When your map is finished publishing, you'll see a green check next to your web map's name. At the bottom of the Share As Web Map pane, you'll see a message that your web map was successfully shared.
View the map on the web
Once the process of sharing the web map has completed, it's ready to view on the web.
- At the bottom of the Share As Web Map pane, click the Manage the web map link to view the web map in a browser.
The map's item details page opens.
- On the item details page, click Open in Map Viewer. Alternatively, click the map's thumbnail image.
The map opens in Map Viewer.
- In the Contents pane of the web map, if necessary, click Legend to see the map legend.
- Use Bookmarks or your mouse to pan and zoom around the map.
- In the Contents pane of the web map, click the Content tab.
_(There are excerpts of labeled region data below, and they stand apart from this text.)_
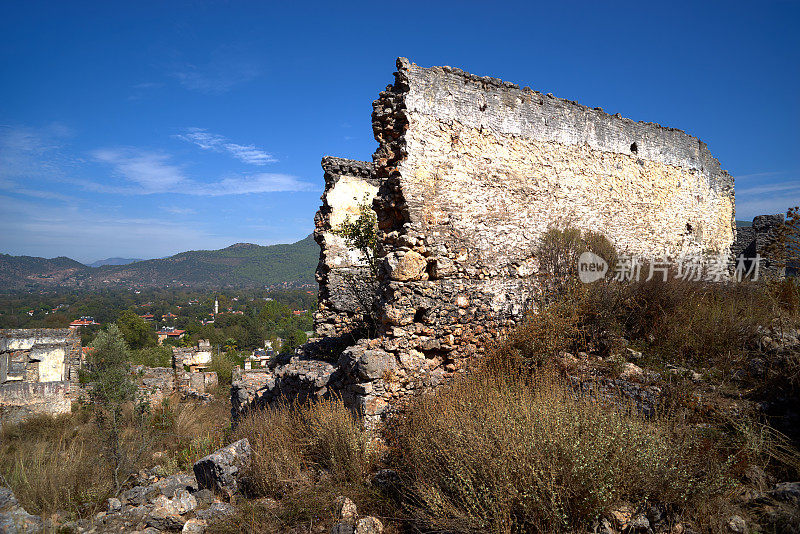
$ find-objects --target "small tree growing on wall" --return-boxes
[84,324,143,493]
[765,206,800,274]
[332,195,378,337]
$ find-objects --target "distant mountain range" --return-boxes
[86,258,144,267]
[0,235,319,292]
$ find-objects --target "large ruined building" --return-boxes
[233,58,735,428]
[0,328,82,422]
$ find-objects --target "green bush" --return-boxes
[131,346,172,367]
[208,351,242,386]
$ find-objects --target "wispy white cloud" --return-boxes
[175,128,278,165]
[161,206,197,215]
[736,181,800,196]
[91,148,187,193]
[171,53,261,95]
[0,195,242,261]
[736,171,800,220]
[90,148,314,196]
[0,123,73,180]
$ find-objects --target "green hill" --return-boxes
[0,235,319,291]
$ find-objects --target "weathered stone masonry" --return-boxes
[0,328,81,422]
[314,157,379,343]
[233,58,735,428]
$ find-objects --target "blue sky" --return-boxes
[0,0,800,261]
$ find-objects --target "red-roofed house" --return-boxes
[156,326,186,345]
[69,317,100,328]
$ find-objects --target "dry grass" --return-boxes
[237,399,376,498]
[0,399,230,517]
[0,414,113,517]
[211,399,395,532]
[393,372,727,532]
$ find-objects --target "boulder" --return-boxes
[333,495,358,524]
[151,473,197,499]
[386,250,428,282]
[147,506,186,530]
[0,487,44,534]
[181,519,206,534]
[769,482,800,505]
[108,497,122,513]
[194,502,236,521]
[121,486,150,506]
[727,515,747,534]
[172,490,197,515]
[194,438,252,496]
[331,523,355,534]
[356,350,397,380]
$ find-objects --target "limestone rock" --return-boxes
[769,482,800,505]
[356,350,397,380]
[194,438,252,495]
[172,490,197,515]
[619,362,643,380]
[108,497,122,513]
[181,518,206,534]
[194,502,236,521]
[386,250,428,282]
[727,515,747,534]
[354,517,383,534]
[331,523,355,534]
[333,495,358,524]
[147,506,186,530]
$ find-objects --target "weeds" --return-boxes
[394,372,728,532]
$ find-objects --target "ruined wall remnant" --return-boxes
[234,58,735,428]
[314,157,379,343]
[0,328,81,422]
[732,214,786,278]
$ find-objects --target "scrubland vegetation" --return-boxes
[0,228,800,533]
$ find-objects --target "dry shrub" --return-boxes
[144,396,230,475]
[237,398,375,497]
[536,227,617,304]
[0,414,114,517]
[0,399,230,517]
[393,372,725,532]
[581,278,778,368]
[210,399,396,533]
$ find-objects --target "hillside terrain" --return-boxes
[86,258,144,267]
[0,235,319,291]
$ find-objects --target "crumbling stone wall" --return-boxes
[341,58,735,426]
[0,328,81,422]
[732,214,786,278]
[314,157,379,343]
[234,58,736,424]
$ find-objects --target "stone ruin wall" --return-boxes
[341,58,735,426]
[233,58,735,424]
[314,157,379,348]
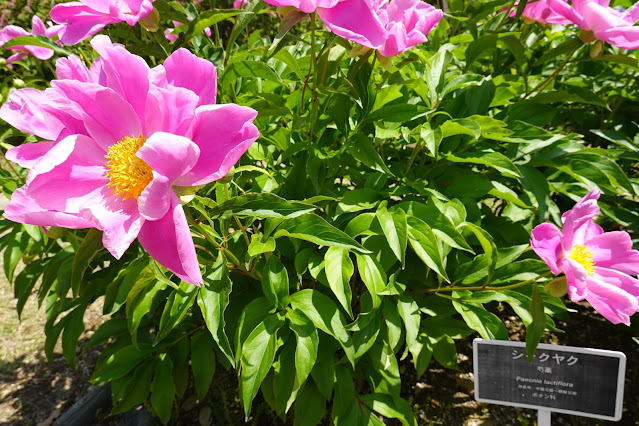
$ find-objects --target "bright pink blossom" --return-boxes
[375,0,443,57]
[265,0,386,49]
[531,188,639,325]
[0,16,62,63]
[508,0,572,25]
[51,0,155,44]
[547,0,639,49]
[0,35,259,284]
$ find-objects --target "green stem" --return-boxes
[415,271,553,293]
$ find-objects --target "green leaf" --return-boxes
[290,289,355,366]
[191,330,215,400]
[71,228,104,296]
[262,254,288,308]
[453,300,508,340]
[526,283,546,361]
[346,133,393,176]
[240,314,284,419]
[155,281,198,344]
[151,356,175,424]
[408,216,450,282]
[2,35,71,56]
[208,192,317,219]
[359,393,417,426]
[273,213,369,253]
[324,247,355,318]
[197,254,235,366]
[375,201,408,268]
[286,309,319,387]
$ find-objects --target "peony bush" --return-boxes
[0,0,639,425]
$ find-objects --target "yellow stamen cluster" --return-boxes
[569,244,595,275]
[105,135,153,200]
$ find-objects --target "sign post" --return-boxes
[473,339,626,426]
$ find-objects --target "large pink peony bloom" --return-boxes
[265,0,386,49]
[0,15,63,63]
[50,0,155,44]
[508,0,572,25]
[375,0,443,57]
[0,36,259,284]
[531,188,639,325]
[547,0,639,49]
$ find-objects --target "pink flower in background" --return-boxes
[164,19,211,43]
[0,16,62,63]
[265,0,386,49]
[376,0,443,57]
[531,188,639,325]
[0,36,259,284]
[508,0,572,25]
[547,0,639,50]
[50,0,155,44]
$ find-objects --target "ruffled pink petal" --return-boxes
[586,231,639,275]
[51,80,144,152]
[27,135,108,214]
[164,48,217,106]
[5,141,53,169]
[557,257,588,302]
[55,55,95,83]
[586,275,639,325]
[0,88,65,140]
[546,0,590,30]
[175,104,260,186]
[50,2,118,45]
[91,35,149,123]
[136,133,200,220]
[317,0,387,49]
[138,194,202,285]
[595,26,639,50]
[530,223,563,274]
[4,186,93,229]
[561,188,603,250]
[81,194,144,259]
[145,86,200,136]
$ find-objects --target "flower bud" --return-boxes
[544,275,568,297]
[138,8,160,33]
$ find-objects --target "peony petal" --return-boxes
[27,135,108,214]
[91,35,149,124]
[317,0,387,49]
[5,142,53,169]
[164,48,217,106]
[136,132,200,184]
[4,186,93,229]
[51,80,143,152]
[145,86,199,136]
[530,223,563,274]
[138,194,202,285]
[586,231,639,275]
[0,88,65,141]
[175,104,259,186]
[586,276,639,325]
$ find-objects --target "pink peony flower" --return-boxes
[0,16,62,63]
[265,0,386,49]
[50,0,155,45]
[547,0,639,49]
[0,35,259,284]
[375,0,443,57]
[531,188,639,325]
[164,19,211,43]
[508,0,572,25]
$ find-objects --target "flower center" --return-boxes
[105,135,153,200]
[569,244,595,275]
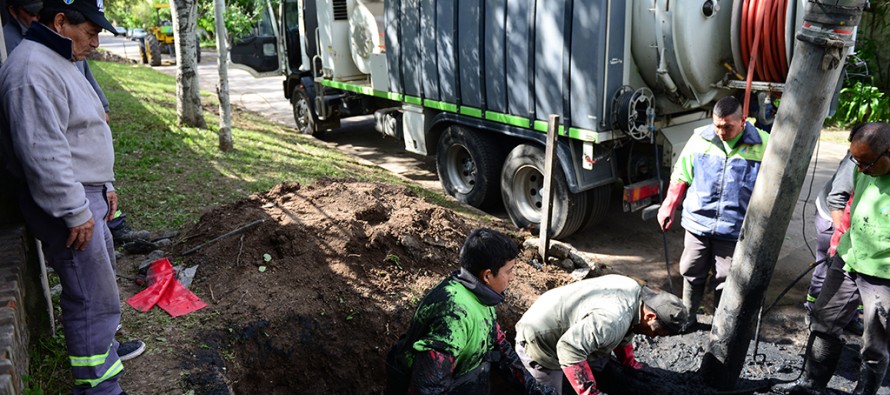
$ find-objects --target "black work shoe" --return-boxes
[771,378,825,395]
[117,340,145,361]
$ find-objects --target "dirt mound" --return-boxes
[180,180,570,394]
[124,179,885,395]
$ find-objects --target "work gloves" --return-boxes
[562,361,601,395]
[494,324,559,395]
[657,182,689,232]
[612,343,643,370]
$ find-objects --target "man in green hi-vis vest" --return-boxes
[386,228,555,395]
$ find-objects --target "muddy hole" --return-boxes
[165,179,888,394]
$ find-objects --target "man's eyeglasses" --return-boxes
[850,151,888,172]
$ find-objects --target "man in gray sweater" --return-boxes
[516,274,688,395]
[0,0,123,395]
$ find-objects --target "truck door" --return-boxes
[229,3,282,76]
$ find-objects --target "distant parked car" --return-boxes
[127,27,148,41]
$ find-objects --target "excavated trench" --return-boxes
[161,180,890,395]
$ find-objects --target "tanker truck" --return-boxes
[230,0,804,238]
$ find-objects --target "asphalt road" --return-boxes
[100,33,846,322]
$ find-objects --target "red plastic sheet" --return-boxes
[127,258,207,317]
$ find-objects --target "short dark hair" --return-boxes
[714,96,742,118]
[850,122,890,153]
[460,228,519,276]
[37,7,87,26]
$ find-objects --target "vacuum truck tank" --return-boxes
[229,0,803,237]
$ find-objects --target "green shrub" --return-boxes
[827,81,890,126]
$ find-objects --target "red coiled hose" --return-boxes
[739,0,788,118]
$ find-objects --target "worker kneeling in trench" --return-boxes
[516,274,688,395]
[385,228,556,395]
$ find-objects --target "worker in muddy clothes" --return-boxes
[780,122,890,395]
[516,274,688,395]
[658,96,769,328]
[386,228,555,395]
[804,125,863,336]
[0,0,123,395]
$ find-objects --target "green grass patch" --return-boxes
[90,62,454,231]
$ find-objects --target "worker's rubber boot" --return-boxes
[853,360,887,395]
[683,280,705,331]
[773,334,844,395]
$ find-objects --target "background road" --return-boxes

- Under Contents, hover over the Trails Near Mangrove layer, and click the More Options menu. Click Show Item Details.
The Item Details page opens for the web feature layer. The configuration you set in ArcGIS Pro makes the Export To option available to users who are signed in to ArcGIS Online. Users can choose to export your feature layer data to a variety of formats. In this way, you can share not only your web map, but also the data that was used to create it.
View the map in a mobile app
Your web map is available to view in more than one application. It can be opened in ArcGIS Online, ArcGIS Pro, any of the ArcGIS web and mobile apps, or your own app.
- Install Explorer for ArcGIS from your device's app store.
- Start the app.
- Optionally, sign in using your ArcGIS organization account. You can still find your map without signing in.
- Select Menu to see available collections of maps and other options. These options will vary depending on whether or not you're signed in to your organization.
- Select Find Maps to open the search.
- In the search text box, type the name of your web map and select Search on the keyboard.
The list of maps displays. The map cards that represent the returned maps present information about the maps, including the title, author, thumbnail, and access to details about the map.
- Select the map card that represents your web map.Your web map opens in the app.
- Select Map Contents.
The Legend of visible map layers and their symbology displays.
- Select the Map Layers tab to see the layers in your map. Pan and zoom around to view your web map.
You have now shared a map from ArcGIS Pro with the public. Web maps can be used for sharing geographic information within an organization, raising awareness on important topics for the general public, or publishing visual data to use in other projects. There are many more ways to share your work with ArcGIS Pro. If you use Portal for ArcGIS, try a tutorial for sharing a 3D scene to your portal.